On his path to earning induction into the National Baseball Hall of Fame, Cubs third baseman Ron Santo was assisted by a Cardinals legend.
Enos Slaughter, the former Cardinals outfielder who was voted into the Hall of Fame in 1985, was Santo’s manager at Class AAA Houston in 1960 and helped prepare him to enter the major leagues that year.
Santo and Reds shortstop Barry Larkin will be inducted into the Hall of Fame on Sunday, July 22, in Cooperstown, N.Y.
Like Slaughter, who was enshrined 26 years after he last played in a big-league game, Santo was elected by a special committee. His last big-league season was 1974 and he died in 2010.

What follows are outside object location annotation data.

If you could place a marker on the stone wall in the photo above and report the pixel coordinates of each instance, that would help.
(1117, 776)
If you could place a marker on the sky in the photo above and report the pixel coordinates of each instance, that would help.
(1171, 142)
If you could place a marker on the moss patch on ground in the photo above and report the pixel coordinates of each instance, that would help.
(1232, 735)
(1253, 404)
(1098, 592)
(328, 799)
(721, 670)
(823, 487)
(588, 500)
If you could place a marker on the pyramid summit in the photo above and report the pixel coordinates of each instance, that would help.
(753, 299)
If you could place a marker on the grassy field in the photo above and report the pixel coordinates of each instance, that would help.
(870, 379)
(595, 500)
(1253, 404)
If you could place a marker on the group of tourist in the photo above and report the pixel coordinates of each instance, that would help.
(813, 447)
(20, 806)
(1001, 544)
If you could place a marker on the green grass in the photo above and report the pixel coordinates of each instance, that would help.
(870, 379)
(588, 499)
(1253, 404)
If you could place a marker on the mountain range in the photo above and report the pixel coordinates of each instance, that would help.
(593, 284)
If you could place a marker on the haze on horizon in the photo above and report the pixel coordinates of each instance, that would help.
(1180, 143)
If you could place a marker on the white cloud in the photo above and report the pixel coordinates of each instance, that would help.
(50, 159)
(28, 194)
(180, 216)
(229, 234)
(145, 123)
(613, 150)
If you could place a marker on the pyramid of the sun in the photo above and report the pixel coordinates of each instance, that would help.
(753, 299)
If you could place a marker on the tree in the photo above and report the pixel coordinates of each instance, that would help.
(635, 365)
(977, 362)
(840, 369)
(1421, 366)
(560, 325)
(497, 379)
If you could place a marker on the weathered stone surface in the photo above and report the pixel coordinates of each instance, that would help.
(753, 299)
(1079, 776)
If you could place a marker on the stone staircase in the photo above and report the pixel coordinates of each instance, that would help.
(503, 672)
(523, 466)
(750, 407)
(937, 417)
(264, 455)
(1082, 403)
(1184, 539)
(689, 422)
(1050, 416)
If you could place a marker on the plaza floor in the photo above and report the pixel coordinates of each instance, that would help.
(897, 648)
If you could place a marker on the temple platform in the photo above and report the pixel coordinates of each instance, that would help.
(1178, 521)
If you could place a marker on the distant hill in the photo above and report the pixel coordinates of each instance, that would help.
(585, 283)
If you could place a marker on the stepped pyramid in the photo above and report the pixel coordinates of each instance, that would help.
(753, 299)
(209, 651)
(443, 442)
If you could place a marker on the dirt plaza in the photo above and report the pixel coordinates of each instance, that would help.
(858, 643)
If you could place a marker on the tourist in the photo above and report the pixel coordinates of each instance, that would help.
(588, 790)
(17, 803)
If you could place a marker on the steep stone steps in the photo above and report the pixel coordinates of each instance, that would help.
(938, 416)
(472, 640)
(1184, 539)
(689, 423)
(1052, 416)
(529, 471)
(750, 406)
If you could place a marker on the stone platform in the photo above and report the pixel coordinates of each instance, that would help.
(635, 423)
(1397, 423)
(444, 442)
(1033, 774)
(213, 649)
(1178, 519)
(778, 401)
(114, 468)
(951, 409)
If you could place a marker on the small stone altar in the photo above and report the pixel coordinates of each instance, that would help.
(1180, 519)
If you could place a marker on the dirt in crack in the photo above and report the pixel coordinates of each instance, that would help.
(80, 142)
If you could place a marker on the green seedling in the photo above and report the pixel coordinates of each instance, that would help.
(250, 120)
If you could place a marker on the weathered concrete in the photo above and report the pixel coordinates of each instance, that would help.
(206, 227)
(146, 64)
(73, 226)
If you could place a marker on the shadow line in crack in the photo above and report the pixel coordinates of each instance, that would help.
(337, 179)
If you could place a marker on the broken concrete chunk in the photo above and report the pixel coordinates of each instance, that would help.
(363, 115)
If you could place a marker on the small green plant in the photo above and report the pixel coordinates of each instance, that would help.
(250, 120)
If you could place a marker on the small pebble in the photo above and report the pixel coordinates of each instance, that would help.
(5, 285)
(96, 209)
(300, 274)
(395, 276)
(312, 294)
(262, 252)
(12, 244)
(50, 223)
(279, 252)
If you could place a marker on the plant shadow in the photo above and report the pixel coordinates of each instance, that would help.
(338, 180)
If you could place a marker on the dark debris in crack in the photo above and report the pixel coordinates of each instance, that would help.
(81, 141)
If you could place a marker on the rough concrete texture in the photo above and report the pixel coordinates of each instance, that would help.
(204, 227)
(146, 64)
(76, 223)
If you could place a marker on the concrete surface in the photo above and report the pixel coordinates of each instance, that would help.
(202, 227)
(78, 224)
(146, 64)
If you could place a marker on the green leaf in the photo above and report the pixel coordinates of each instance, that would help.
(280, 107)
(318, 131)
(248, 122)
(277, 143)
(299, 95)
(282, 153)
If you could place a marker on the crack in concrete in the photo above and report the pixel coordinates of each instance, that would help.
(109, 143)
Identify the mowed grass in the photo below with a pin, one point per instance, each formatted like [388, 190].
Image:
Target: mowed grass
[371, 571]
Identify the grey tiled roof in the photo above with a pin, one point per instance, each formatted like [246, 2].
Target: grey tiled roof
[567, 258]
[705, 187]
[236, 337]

In 13 years with the Cardinals, Slaughter played on two World Series championship clubs (1942 and ’46) and batted .305. (He missed three prime seasons, 1943-45, while serving in the military.)
Slaughter completed his 19-year big-league career in 1959. He had a lifetime batting average of .300, with 1,304 RBI.
Marty Marion, the former shortstop who was a teammate of Slaughter’s with the Cardinals, was part of an ownership group that purchased the Houston Buffs minor-league franchise from the Cardinals and transformed it into a Cubs affiliate. On Nov. 9, 1959, Marion, the team president, hired Slaughter to manage Houston.
“I don’t think any man in baseball has been more successful in hustle, determination and the will to win,” Marion said to The Sporting News in introducing Slaughter. “He’ll be a great manager. Veteran baseball men have wondered and waited for years to see Slaughter’s first try as manager. Now we’ll see it and it was interesting that the Chicago Cubs thought it was tremendous. They are happy to have their young players in Slaughter’s hands.”
Said Slaughter: “I always said I’d rather be a coach in the major leagues instead of managing. But I look on this as a challenge. I want to find out if I can manage. If I can be a successful manager, it will be an opportunity to stay in baseball.”
At the Cubs’ 1960 spring training camp in Arizona, Santo, 20, made a favorable impression on Chicago manager Charlie Grimm. Though Santo had played just one season of minor-league baseball, Grimm considered starting the season with Santo as his third baseman.
“The kid can really swing the bat,” Grimm said to The Sporting News. “And he has improved tremendously in the field. Last year, he couldn’t find the first baseman. He was making a lot of bad throws. But he really has developed fast.”
During the final days of training camp, the Cubs decided Santo would benefit from playing for Slaughter at Houston before facing the pressure of the big leagues.
Santo opened the 1960 season as Houston’s third baseman. Its left fielder was another future Hall of Fame member, Billy Williams. Slaughter, 44, was activated as a player-manager.
“All I want is for my players to give me 100 percent,” Slaughter told reporters. “I’ll listen to the rawest rookie on things that might help him or me.”
In the second game of the season, Slaughter injured a rib in a collision at home plate. Relegated mostly to a pinch-hitting role, he batted .289 (13-for-45) during the season.
Santo collected 73 hits in 71 games, recording a .348 on-base percentage with seven home runs and 32 RBI. Though he committed 16 errors, the Cubs promoted him to the major leagues on June 26 and installed him as their starter at third base. By then, Lou Boudreau had replaced Grimm as Cubs manager.
“Santo has gained tremendous confidence just since last spring,” Boudreau said. “He can make all the plays at third base and he’s got plenty of power at the plate.”
In his big-league debut in the opener of a doubleheader on June 26, 1960, at Forbes Field in Pittsburgh, Santo batted 2-for-4 with three RBI in a 7-6 Cubs victory. Boxscore In the second game, a 7-5 Cubs victory, Santo was 1-for-3 with two RBI. Boxscore
Santo completed his rookie season with a .251 batting average, nine home runs and 44 RBI in 95 games for Chicago. In a 15-year major-league career, Santo won the Gold Glove Award five times and hit 342 home runs with 1,331 RBI.
Meanwhile, Slaughter led Houston to an 83-71 record and third-place finish in the eight-team American Association. His top player was Billy Williams, who hit .323 with 26 home runs. Houston was eliminated in the first round of the league playoffs.
After the season, Slaughter parted ways with Houston. In 1961, he managed Raleigh, the Class B Carolina League club of the fledgling New York Mets. Raleigh finished 58-80 _ and Slaughter’s managerial career was done.
This week, Slaughter was back in the news when Cardinals shortstop Rafael Furcal tripled in the All-Star Game. The only other Cardinals player to triple in an All-Star Game was Slaughter (in 1950), according to the Elias Sports Bureau.